Large image collections are being used in many modern applications. In this paper, we aim at capturing the intrinsic dissimilarities of image descriptors in large image collections, i.e., to detect dissimilar (or else diverse) images without defining an explicit similarity or distance measure. Towards this goal, we adopt skyline processing techniques for large image databases, based on their high-dimensional descriptor vectors. The novelty of the proposed methodology lies in the use of skyline techniques empowered by state-of-the-art hashing schemes to enable effective data partitioning and indexing in secondary memory, towards supporting large image databases. The proposed approach is evaluated experimentally by using three real-world image datasets. Performance evaluation results demonstrate that images lying on the skyline have significantly different characteristics, which depend on the type of the descriptor. Thus, these skyline items may be used as seeds to apply clustering in large image databases. In addition, we observe that skyline processing using hash-based indexing structures is significantly faster than index-free skyline computation and also more efficient than skyline computation with hierarchical indexing structures. Based on our results, the proposed approach is both efficient (regarding runtime) and effective (with respect to image diversity) and therefore can be used as a base for more complex data mining tasks such as clustering.

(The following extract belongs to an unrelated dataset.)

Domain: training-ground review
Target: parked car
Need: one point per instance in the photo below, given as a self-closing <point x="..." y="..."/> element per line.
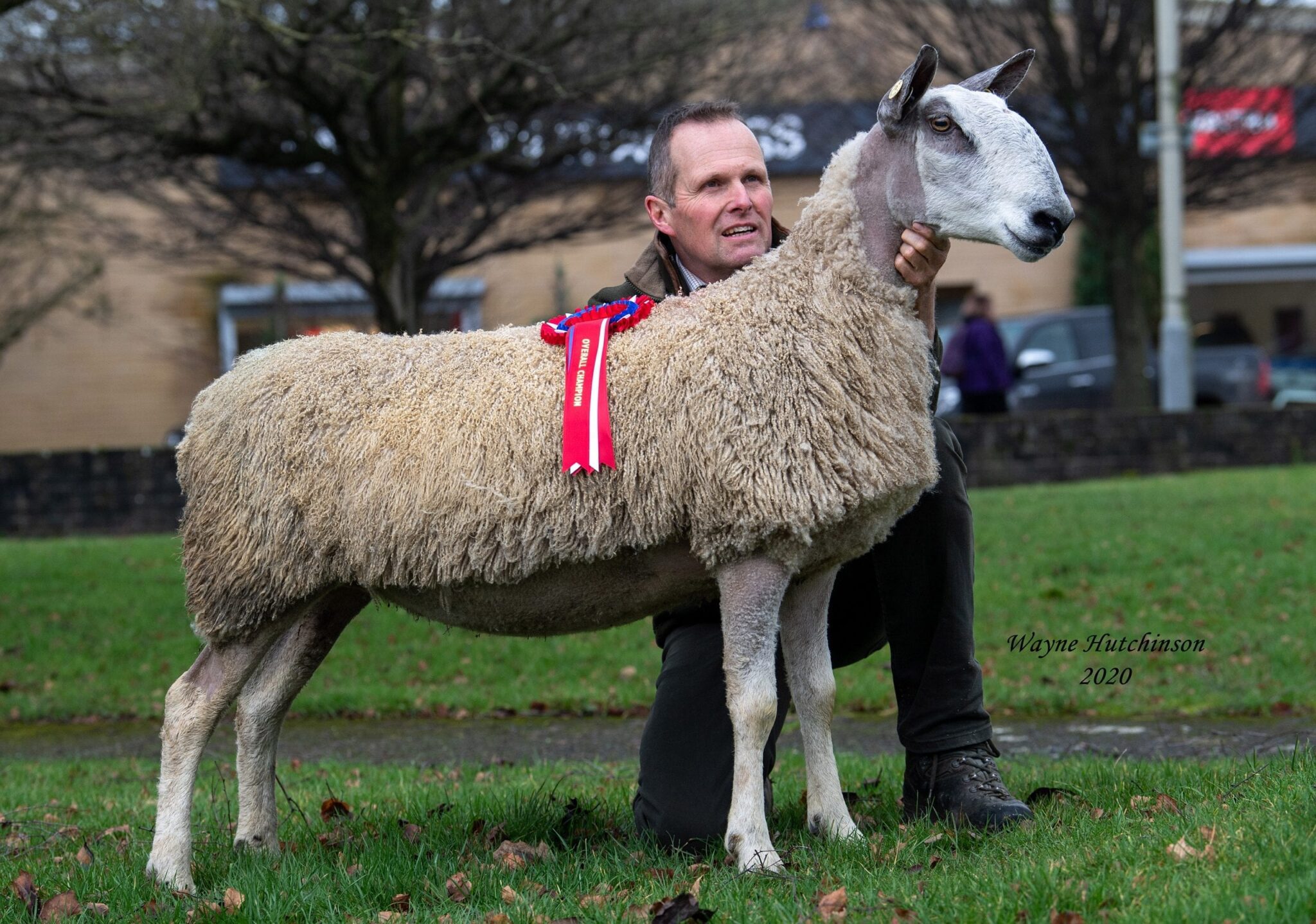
<point x="1066" y="360"/>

机译:在许多现代应用中使用大型图像集合。在本文中,我们的目的是在大图像收集中捕获图像描述符的内在异常不同,即,在不定义显式相似性或距离测量的情况下检测不同(或其他不同)图像。为了实现这一目标,我们基于其高维描述符向量采用大型图像数据库的天际线处理技术。所提出的方法的新颖性在于使用最先进的散列方案赋予的天际线技术,以在辅助存储器中实现有效的数据划分和索引,用于支持大图像数据库。通过使用三个真实世界的图像数据集来实验评估所提出的方法。性能评估结果表明,躺在地平线上的图像具有显着不同的特性,这取决于描述符的类型。因此,这些天际线项可以用作种子以在大图像数据库中应用聚类。此外,我们观察到使用基于散列的索引结构的天际线处理比无指数的天际线计算更快,并且比具有分层索引结构的地平线计算更有效。基于我们的结果,所提出的方法既有效(关于运行时)和有效(关于图像分集),因此可以用作更复杂的数据挖掘任务如聚类的基础。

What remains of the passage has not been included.